Kaufbeuren
Die Kooperation schläft ein

Mit zwei Niederlagen hat der ESV Kaufbeuren einen total verkorksten Start in das neue Jahr hingelegt. Bitter vor allem, dass diese beiden Pleiten gegen Rivalen auf Augenhöhe waren. Punkte also, die im knappen Rennen um die Play-off-Plätze möglicherweise fehlen könnten. An diesem Wochenende kreuzen die Joker ihre Schläger mit Teams, die in der Tabelle hinter ihnen liegen, im Heimspiel gegen Dresden (heute 19.30 Uhr) und in Bremerhaven (Sonntag, 18 Uhr).

Zittern oder Beruhigung?

Bei zwei Siegen hätte der ESVK einen fast schon beruhigenden Vorsprung auf den undankbaren elften Platz, der die Abstiegsrunde bedeutet. Momentan steht dort Bremerhaven mit sieben Punkten Rückstand auf den Aufsteiger. Zwei weitere Niederlagen hingegen dürften dafür sorgen, dass die Latta-Truppe bis zum letzten Spieltag zittern muss.

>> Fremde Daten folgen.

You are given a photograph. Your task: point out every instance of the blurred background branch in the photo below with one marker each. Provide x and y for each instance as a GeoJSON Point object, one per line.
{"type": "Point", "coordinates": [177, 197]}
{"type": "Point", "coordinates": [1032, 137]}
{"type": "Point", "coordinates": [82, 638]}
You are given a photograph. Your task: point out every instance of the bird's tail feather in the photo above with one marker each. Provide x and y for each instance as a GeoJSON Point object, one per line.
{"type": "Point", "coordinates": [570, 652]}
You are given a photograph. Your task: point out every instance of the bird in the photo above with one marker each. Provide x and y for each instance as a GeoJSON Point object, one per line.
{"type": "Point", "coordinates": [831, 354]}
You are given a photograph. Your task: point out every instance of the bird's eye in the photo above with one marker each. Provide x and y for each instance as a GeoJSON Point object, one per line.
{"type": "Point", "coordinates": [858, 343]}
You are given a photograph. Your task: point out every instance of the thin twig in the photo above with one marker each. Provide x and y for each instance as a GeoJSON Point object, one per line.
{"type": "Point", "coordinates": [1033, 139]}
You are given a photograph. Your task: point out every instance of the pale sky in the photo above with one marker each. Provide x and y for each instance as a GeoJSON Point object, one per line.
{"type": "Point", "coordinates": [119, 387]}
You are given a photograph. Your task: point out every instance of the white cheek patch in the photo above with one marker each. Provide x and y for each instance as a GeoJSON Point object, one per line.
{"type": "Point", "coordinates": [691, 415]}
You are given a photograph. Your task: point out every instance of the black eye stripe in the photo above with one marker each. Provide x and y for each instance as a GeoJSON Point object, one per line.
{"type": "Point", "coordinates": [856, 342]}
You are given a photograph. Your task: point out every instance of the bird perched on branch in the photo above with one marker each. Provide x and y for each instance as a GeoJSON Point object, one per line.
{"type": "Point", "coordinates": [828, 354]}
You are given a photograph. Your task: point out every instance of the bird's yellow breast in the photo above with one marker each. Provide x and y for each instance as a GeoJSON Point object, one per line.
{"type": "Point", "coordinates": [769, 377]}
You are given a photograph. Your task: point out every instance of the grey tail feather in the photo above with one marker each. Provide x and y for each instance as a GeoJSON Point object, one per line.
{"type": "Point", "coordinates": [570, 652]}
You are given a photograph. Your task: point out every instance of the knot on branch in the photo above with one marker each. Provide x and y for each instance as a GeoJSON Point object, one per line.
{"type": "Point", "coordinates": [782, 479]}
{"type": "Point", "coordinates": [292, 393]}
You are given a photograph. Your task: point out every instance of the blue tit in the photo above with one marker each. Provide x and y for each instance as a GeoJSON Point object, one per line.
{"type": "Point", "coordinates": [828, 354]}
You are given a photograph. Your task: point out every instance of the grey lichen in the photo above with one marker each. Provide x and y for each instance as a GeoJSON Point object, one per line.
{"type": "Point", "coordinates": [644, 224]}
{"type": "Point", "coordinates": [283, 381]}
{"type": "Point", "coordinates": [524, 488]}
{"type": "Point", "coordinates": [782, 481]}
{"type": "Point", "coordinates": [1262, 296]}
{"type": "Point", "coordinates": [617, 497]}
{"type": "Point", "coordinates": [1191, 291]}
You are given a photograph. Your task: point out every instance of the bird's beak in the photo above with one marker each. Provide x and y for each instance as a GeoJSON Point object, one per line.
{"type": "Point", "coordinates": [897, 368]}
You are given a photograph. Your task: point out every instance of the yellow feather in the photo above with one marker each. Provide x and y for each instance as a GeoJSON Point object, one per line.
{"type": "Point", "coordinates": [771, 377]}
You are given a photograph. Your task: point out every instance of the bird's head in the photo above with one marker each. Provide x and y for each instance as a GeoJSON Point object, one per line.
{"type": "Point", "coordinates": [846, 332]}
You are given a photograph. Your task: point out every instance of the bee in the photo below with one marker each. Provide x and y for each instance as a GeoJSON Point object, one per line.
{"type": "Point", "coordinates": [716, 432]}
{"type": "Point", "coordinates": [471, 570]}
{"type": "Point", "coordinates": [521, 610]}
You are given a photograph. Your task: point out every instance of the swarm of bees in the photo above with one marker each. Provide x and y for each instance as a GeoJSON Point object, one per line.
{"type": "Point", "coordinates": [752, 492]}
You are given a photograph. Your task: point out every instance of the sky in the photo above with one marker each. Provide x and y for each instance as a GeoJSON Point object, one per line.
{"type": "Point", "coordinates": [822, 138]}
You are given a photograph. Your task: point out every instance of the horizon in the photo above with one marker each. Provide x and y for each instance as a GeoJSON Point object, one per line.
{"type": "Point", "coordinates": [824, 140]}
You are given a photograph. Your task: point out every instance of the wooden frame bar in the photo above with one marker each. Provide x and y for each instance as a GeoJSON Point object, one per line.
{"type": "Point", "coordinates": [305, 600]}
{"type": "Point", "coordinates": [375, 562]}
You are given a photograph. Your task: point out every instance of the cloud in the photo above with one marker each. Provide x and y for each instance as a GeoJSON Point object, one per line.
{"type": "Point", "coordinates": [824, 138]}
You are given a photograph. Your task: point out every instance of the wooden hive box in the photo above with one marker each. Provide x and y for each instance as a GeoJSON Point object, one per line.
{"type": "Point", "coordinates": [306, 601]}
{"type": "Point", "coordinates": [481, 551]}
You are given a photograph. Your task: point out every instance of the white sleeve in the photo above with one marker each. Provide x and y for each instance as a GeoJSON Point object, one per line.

Ein Akteur von Kooperationspartner EC Peiting wird auch in diesen Partien nicht auf Seiten der Kaufbeurer dabei sein. Nach einigen Aktivitäten im ersten Saisondrittel scheint die Zusammenarbeit in den vergangenen Wochen eingeschlafen zu sein. «Wir kommunizieren sehr viel, aber die Situation ist nicht zufriedenstellend», sagt Andreas Settele. Das ESVK-Vorstandsmitglied erklärt die Hintergründe: «In Peiting gibt es offenbar starke Widerstände aus dem Nachwuchsbereich.»

Die Idee, Kaufbeurer Nachwuchskräften regelmäßige Einsätze in der Oberliga zu geben, stößt in Peiting auf wenig Akzeptanz. Die dortigen Talente fürchten um ihren Platz in der Mannschaft. «Im Interesse unserer Spieler legen wir natürlich darauf Wert, dass sie auch viel Eiszeit bekommen», so Settele. Auch die Verantwortlichen in Peiting scheinen diese Problematik nicht lösen zu können: «Wir haben unseren Standpunkt klar formuliert. Jetzt ist Peiting am Zug. Aber Geschäftsführer Peter Gast und Trainer Alexej Sulak scheinen, so stellt es sich für uns zumindest dar, die Hände in dieser Frage gebunden zu sein.»

Ohne vorherige Absprache verpflichtete Peiting vor zwei Wochen Torwart Stefan Horneber. Das hat zur Folge, dass Kaufbeurens Florian Hechenrieder nicht mehr wie bisher regelmäßig das ECP-Tor hüten wird. «Diesen Transfer haben wir mit großer Verwunderung zur Kenntnis genommen», so Settele.

Da zudem die Bereitschaft Peitings, Spieler nach Kaufbeuren abzugeben, im Saisonverlauf überschaubar war, werden Alternativen diskutiert. «Wir besprechen alle Varianten. Wenn alles passt, könnte auch in dieser Saison noch eine Entscheidung fallen», so Settele. Sowohl Modelle mit Vereinen aus der Oberliga, der zweiten Liga aber auch aus der DEL seien derzeit denkbar.

Allerdings betont Settele, dass die Kooperation mit Peiting noch nicht endgültig gescheitert ist: «Grundsätzlich wollen wir diese Zusammenarbeit nicht beenden. Wir wussten, dass es manchmal holprig sein würde.» Der Luxus grenzenloser Geduld ist jedoch auch an der Wertach nicht vorhanden. «Gerade unsere jungen Spieler sind in unserem Fokus. Wenn nicht bald etwas passiert, müssen wir in deren Interesse Konsequenzen ziehen», sagt Andres Settele.